Site-to-Site SSL VPN with Public IP from SSL VPN server?

Hi Krufka,

Thank you for reaching out to Sophos Community.

SSL VPN (site-to-site) is used to provide access between internal networks over the internet using P2P encrypted tunnel.

I'd suggest configuring an IPsec VPN to route branch office internet traffic through head office XG.

You may either configure policy-based or route-based VPN between head office and branch office and then route internet traffic through head office XG.

==> Follow the below steps for policy-based VPN:

1. Configure an IPsec tunnel between head office and branch office XG firewall.

Click here to know more information on 'How to configure IPsec site to site VPN'

2. Then refer the article below to route branch office internet traffic through the head office.

support.sophos.com/.../KB-000035798

==> Follow the below steps for route-based VPN:

1. Set up route-based VPN between head office and branch office.
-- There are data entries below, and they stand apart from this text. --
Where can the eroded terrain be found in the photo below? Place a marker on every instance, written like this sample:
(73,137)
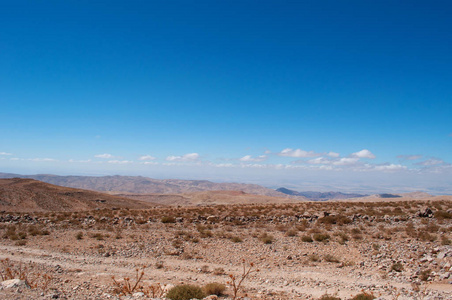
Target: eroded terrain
(393,250)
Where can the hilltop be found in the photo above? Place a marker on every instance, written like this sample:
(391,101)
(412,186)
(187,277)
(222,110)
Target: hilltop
(27,195)
(145,185)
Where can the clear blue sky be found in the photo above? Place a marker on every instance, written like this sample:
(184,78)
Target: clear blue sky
(346,95)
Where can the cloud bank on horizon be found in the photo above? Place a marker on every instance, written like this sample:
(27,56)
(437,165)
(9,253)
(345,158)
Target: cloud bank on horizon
(351,95)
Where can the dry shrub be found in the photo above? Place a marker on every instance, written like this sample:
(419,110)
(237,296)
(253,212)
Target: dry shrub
(307,239)
(266,238)
(185,292)
(236,282)
(364,296)
(321,237)
(214,288)
(218,271)
(329,297)
(331,258)
(127,287)
(34,280)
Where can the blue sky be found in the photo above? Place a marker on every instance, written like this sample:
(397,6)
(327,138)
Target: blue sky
(344,95)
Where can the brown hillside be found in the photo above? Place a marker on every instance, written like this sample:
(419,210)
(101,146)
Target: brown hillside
(209,198)
(27,195)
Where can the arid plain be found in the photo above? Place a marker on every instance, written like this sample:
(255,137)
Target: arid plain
(67,243)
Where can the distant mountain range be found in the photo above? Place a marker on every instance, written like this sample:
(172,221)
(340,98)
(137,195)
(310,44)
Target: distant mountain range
(144,185)
(27,195)
(319,196)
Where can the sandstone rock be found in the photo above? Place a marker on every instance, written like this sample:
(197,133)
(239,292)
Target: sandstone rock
(14,283)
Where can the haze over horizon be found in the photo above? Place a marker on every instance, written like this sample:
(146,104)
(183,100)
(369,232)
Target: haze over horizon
(349,96)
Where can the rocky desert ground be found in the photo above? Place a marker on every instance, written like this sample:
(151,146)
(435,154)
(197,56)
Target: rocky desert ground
(307,250)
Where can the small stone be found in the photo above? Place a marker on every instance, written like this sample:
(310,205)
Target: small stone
(14,283)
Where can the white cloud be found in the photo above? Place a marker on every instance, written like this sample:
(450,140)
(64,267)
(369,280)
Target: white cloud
(186,157)
(333,154)
(146,157)
(42,159)
(409,157)
(229,165)
(105,155)
(431,162)
(363,154)
(346,161)
(81,161)
(255,159)
(297,153)
(319,160)
(390,167)
(121,162)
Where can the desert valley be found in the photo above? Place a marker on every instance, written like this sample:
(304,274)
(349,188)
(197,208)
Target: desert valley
(69,243)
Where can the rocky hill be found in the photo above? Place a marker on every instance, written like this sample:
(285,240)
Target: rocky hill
(27,195)
(145,185)
(319,196)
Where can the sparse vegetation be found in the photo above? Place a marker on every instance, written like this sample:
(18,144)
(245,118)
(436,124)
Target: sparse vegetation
(214,288)
(185,292)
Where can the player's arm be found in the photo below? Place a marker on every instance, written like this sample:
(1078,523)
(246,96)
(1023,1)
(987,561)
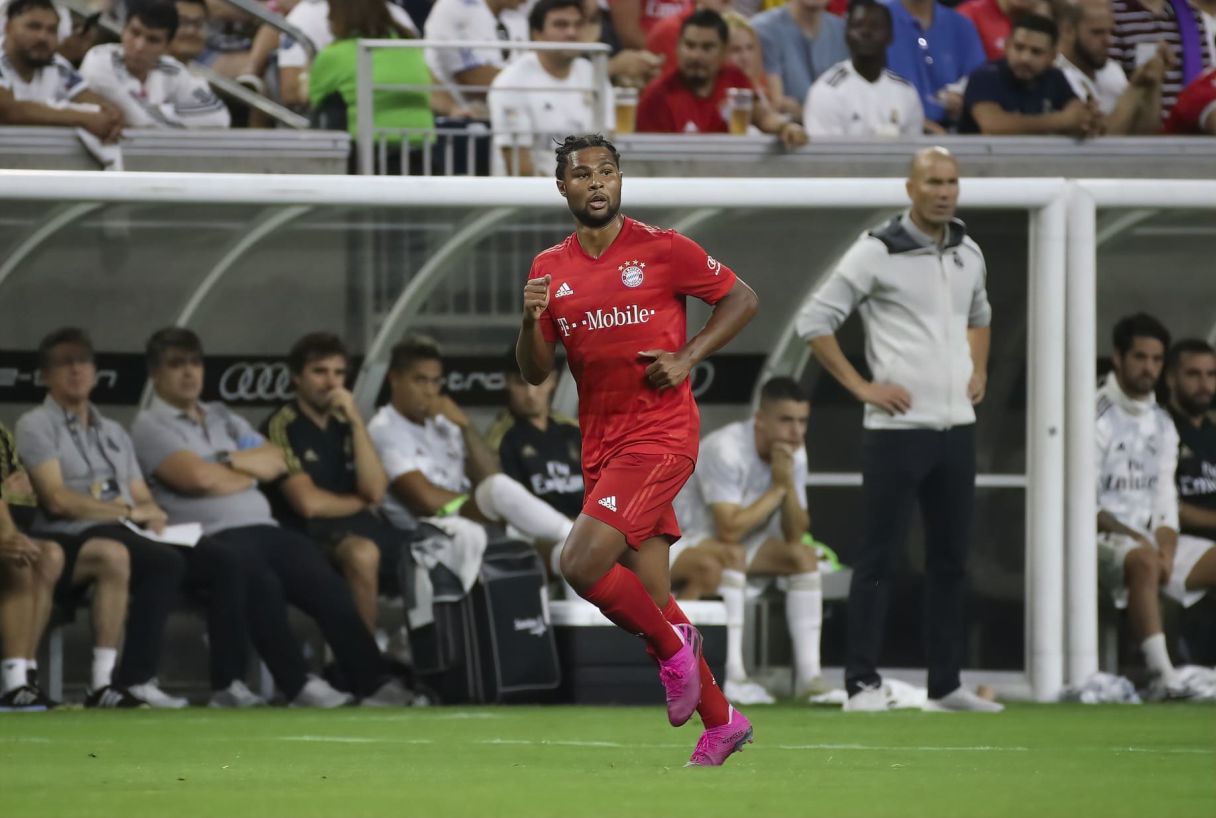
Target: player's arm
(730,315)
(534,353)
(420,495)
Click here to know more information on 'How to configure route-based VPN on XG'

Sophos Techvid: techvids.sophos.com/.../zFSwU1CCd3AYrFHGjnvbRe

2. Configure destination network as ANY(0.0.0.0/0) while adding a static route or SD-WAN policy route with the xfrm interface at the branch office end.

3. Add VPN to WAN firewall rule at head office end to allow internet access to branch office machines.

Thanks! I went with first option (policy-based VPN) and it works! Just remember in the end to change subnets like it is advised.